Generator Return Expressions

This feature builds upon the generator functionality introduced in PHP 5.5. It enables for a return statement to be used in a generator to allow for a final expression to be returned (return by reference is not allowed). This value can be fetched using the new Generator::getReturn() method, which may only be used once the generator has finished yielding values.

$gen = (function() {
    yield 1;
    yield 2;

    return 3;
})();

foreach ($gen as $val) {
    echo $val, PHP_EOL;
}

echo $gen->getReturn(), PHP_EOL;

// 1
// 2
// 3

Being able to return a final value from a generator explicitly is a handy ability to have. This is because it enables for a final value to be returned by a generator (from perhaps some form of coroutine computation) that can be explicitly handled by the client code executing the generator. This is far simpler than forcing the client system first to check whether the final value has been yielded, and then if so, to handle that value individually.

Generator Delegation

Generators can now delegate to another generator, Traversable objects or arrays automatically, without needing to write boilerplate in the external generator by using the yield from construct.

function gen()
{
    yield 1;
    yield 2;
    yield from gen2();
}

function gen2()
{
    yield 3;
    yield 4;
}

foreach (gen() as $val)
{
    echo $val, PHP_EOL;
}

// 1
// 2
// 3
// 4

Integer Division With intdiv()

The new intdiv() function performs an integer division of its operands and returns it. We can, of course, achieve the same results with "casting" to int, or using floor() function, but those two ways are not so accurate with big numbers.
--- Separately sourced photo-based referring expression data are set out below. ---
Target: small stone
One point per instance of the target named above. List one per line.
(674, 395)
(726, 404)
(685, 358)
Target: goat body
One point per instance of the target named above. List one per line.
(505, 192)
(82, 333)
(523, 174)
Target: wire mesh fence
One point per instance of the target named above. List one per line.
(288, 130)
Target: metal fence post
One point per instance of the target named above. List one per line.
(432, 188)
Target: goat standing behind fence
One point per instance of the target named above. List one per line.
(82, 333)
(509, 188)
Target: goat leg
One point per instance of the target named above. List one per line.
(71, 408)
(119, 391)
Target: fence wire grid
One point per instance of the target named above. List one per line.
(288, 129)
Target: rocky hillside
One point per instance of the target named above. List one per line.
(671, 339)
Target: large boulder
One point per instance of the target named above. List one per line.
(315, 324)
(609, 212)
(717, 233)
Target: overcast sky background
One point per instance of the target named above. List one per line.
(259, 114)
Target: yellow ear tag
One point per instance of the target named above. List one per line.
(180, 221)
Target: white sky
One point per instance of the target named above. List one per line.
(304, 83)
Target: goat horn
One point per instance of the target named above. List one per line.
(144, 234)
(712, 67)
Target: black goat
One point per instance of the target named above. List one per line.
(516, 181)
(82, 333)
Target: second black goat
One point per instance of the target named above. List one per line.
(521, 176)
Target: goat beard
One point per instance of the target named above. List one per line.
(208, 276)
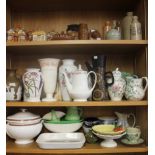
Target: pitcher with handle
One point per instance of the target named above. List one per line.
(79, 89)
(123, 119)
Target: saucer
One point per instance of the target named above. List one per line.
(127, 142)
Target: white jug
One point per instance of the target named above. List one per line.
(79, 89)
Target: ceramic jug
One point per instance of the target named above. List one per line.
(13, 86)
(134, 89)
(49, 68)
(117, 89)
(123, 119)
(79, 89)
(73, 114)
(33, 83)
(68, 67)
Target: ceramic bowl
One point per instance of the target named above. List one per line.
(63, 127)
(23, 134)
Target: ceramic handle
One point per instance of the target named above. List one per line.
(95, 79)
(134, 118)
(145, 78)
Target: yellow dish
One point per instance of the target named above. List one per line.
(106, 130)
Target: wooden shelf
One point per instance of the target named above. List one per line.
(87, 46)
(83, 104)
(11, 147)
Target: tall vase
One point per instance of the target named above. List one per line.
(13, 86)
(49, 68)
(68, 67)
(33, 83)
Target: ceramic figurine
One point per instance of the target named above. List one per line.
(33, 83)
(79, 89)
(13, 86)
(49, 68)
(116, 91)
(68, 67)
(134, 89)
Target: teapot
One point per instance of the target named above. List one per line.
(73, 114)
(79, 88)
(134, 89)
(123, 119)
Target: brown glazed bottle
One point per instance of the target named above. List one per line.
(83, 32)
(13, 86)
(100, 92)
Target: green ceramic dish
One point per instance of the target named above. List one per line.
(64, 121)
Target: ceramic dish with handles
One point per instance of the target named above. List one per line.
(107, 129)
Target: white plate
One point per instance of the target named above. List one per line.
(61, 140)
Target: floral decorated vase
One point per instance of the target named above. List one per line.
(134, 89)
(33, 83)
(116, 91)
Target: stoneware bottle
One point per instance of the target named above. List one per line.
(126, 25)
(33, 83)
(116, 91)
(13, 86)
(68, 67)
(136, 31)
(114, 33)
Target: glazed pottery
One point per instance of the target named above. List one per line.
(134, 89)
(13, 86)
(49, 73)
(133, 134)
(23, 134)
(72, 113)
(62, 128)
(116, 91)
(33, 83)
(68, 67)
(123, 119)
(79, 89)
(22, 118)
(126, 25)
(136, 31)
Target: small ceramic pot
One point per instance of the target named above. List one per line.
(33, 84)
(13, 86)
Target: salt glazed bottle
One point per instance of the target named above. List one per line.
(126, 25)
(135, 29)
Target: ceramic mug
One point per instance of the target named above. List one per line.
(133, 134)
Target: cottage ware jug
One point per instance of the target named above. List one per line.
(116, 91)
(33, 83)
(79, 89)
(134, 89)
(68, 67)
(13, 86)
(73, 114)
(49, 68)
(123, 119)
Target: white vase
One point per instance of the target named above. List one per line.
(68, 67)
(33, 83)
(49, 68)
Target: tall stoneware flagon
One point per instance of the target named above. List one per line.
(13, 86)
(68, 67)
(49, 69)
(33, 83)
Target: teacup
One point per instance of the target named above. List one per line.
(133, 134)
var_dump((int)(10 / 3)); // int(3)
var_dump(intdiv(10, 3)); // int(3)

var_dump((int)(PHP_INT_MAX / 3)); // int(3074457345618258432)
var_dump(intdiv(PHP_INT_MAX, 3)); // int(3074457345618258602)

Session Options

Now session_start() accepts an array of options which will override the session configurations that have been set in php.ini. Before PHP 7, we would have to change those configurations directly in the php.ini file, but now they're being changed in runtime.

These options have also been expanded to support session.lazy_write, which is on by default and causes PHP only to overwrite any session file if the session data has changed. And read_and_close, which is an option that can only be passed to session_start() to indicate that the session data should be read and then the session should immediately be closed unchanged.

For example, to set session.cache_limiter to private and immediately close the session after reading it, we would do the following.

session_start([
    'cache_limiter' => 'private',
    'read_and_close' => true,
]);

New Function preg_replace_callback_array()

The new preg_replace_callback_array() function enables code to be written more cleanly when using the preg_replace_callback() function. Prior to PHP 7, callbacks that needed to be executed per regular expression required the callback function to be polluted with lots of branching.

Now, callbacks can be registered to each regular expression using an associative array, where the key is a regular expression, and the value is a callback.

CSPRNG Functions

CSPRNG stands for "cryptographically secure pseudo-random number generator," which is the way that PHP creates cryptographically secure numbers. Two new functions have been added to generate cryptographically secure integers and strings in a cross-platform way: random_bytes() and random_int().

list() can always unpack objects implementing ArrayAccess

Previously, list() was not guaranteed to operate correctly with objects implementing ArrayAccess. This has been fixed.